En los accidentes sufridos en ciudad estas pruebas pueden facilitar una imagen gráfica no solamente de la identidad de los vehículos, sino también de las señales de tráfico existentes en los alrededores, como pueden ser los límites de velocidad especifica o incluso los propios peligros que pueden conducir al desencadenamiento de un accidente.

Las fotografías del impacto son consideradas por las compañías aseguradoras como pruebas esenciales cuando existen, no obstante, siempre se podrá anotar en un trozo de papel todos aquellos detalles adicionales que puedan ser complementarias y ayudar a la solución de su petición indemnizatoria.

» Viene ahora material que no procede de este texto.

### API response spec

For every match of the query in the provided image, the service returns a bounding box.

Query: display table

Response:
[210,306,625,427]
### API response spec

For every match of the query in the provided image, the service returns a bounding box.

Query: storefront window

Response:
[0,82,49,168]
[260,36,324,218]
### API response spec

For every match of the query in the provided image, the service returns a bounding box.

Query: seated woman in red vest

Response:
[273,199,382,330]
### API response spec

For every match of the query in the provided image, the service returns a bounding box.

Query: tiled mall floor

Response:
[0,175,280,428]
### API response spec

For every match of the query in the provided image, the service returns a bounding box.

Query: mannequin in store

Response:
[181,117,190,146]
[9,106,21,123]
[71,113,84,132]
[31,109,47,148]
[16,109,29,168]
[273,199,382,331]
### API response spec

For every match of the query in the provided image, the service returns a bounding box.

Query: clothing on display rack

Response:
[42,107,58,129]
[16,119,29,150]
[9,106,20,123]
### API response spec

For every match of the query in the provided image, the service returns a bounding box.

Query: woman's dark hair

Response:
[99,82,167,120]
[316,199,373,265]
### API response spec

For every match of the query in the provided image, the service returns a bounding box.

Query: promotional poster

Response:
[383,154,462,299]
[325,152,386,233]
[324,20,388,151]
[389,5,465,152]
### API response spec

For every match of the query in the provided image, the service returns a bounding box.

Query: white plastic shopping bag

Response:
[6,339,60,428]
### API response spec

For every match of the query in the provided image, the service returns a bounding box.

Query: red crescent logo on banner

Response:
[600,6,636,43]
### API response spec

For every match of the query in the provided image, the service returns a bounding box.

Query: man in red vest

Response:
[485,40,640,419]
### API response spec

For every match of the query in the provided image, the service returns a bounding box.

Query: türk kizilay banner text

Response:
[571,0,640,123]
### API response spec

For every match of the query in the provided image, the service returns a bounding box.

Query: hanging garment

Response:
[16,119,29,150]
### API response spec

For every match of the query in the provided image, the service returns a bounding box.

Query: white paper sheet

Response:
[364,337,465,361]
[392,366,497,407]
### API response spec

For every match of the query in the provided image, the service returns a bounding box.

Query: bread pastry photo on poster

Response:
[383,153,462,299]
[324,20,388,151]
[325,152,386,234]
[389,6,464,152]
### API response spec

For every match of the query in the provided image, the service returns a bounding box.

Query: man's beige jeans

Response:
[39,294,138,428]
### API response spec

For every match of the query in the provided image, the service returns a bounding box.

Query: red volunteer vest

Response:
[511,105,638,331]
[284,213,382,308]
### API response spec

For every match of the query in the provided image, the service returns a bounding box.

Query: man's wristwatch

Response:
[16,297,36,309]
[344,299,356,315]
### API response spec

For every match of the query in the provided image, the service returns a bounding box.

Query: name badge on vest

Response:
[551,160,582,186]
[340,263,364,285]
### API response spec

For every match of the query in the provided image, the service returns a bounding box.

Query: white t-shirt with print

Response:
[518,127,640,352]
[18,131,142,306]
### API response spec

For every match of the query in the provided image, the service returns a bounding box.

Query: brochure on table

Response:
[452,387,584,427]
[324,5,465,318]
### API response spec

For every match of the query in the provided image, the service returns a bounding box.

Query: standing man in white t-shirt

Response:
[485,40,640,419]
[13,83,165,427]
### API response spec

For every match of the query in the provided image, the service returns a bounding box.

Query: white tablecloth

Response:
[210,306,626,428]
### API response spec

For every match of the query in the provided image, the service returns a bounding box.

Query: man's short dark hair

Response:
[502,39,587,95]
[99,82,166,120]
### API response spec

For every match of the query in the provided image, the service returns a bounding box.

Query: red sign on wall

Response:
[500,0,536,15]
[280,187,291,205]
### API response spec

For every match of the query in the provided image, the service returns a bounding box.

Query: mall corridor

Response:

Estas fuentes de evidencia visual en muchas ocasiones ayudan al recordatorio de nuevos elementos que se nos habían pasado por alto en un principio o simplemente identificar más daños de los que originalmente tuvimos en cuenta.
Cuando el accidente reviste cierta magnitud y se levanta un atestado policial del siniestro, el mismo suele ser complementado no solamente con un croquis de situación y las correspondientes declaraciones de las partes interesadas de los testigos, sino también con evidencias fotográficas tomadas por los agentes de la autoridad in situ.

Estas pruebas suelen tener gran eficacia probatoria si las opiniones de las partes intervinientes en el accidente son contradictorias ya que reflejan con gran claridad el lugar donde se produjo el siniestro, la magnitud del mismo y sus causas y repercusiones en cada uno de los accidentados.

En cualquiera de los casos, no olvide que, por muy buena documentación que disponga, lo esencial siempre será ponerse en manos de un abogado especializado en reclamaciones por accidente de tráfico para poder asegurarse las mayores probabilidades de éxito en su reclamación.